In this image from the first of the videos the dancers start our in one large unorganized group, some dancing with very slow movements, some with very quick movements, and as one would then expect more with movements of a more intermediate speed. As they dance they sort themselves out, from the slower movement dancers on the left, to the more rapidly moving dancers on the right, building up a sample from a bell-shaped distribution. Very clever.

There is a video about correlation with dancers performing the same movements together or nearly opposite movements together. As they mention in the text of the video, these movements are just co-occurrences, one does not cause the other: correlation is not causation.

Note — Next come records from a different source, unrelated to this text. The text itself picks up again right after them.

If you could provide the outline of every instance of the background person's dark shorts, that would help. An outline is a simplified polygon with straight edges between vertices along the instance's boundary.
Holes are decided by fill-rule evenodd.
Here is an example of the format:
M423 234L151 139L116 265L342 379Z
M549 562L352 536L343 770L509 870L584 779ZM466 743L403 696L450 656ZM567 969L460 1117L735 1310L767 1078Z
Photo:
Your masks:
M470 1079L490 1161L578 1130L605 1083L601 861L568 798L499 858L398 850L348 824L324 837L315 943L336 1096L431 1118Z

There is a video about variation with dancers performing variations on the same set of movements.

Another is about sampling and standard error. In this dance, a single blue-shirted dancer performs his movements to indicate the four corners of a rectangle. He and the rectangle defined by his  movements are termed the population. Then several red-shirted dancers mark four corners in their own styles producing various quadrilaterals that estimate the rectangular shape of the blue-shirted dancer.

I do think calling that initial, single blue-shirted dancer a population could be misleading, especially since at the beginning of this video the text mentions "a large group (a population)". This, of course, is the usual view: the large group is the population from which we observe samples to estimate it. But perhaps better, in this setting, would be to talk more generally about a statistical model. This is a model for a dancer's movements. These movements depend on the physical aspects of the dancer: height, limb length, reach, flexibility, etc. They also depend on artistic intent, style, technique, etc.

The blue-shirted dancer specifies the results of a certain collection of all of these aspects. This becomes a parameter, a target. The red-shirted dancers sample from the model of movements to estimate this parameter. The variety and range of their movements display the sampling variability as they attempt to match the governing shape (parameter) of the blue-shirted dancer. This view is more general than the viewing of sampling as from a fixed large group population.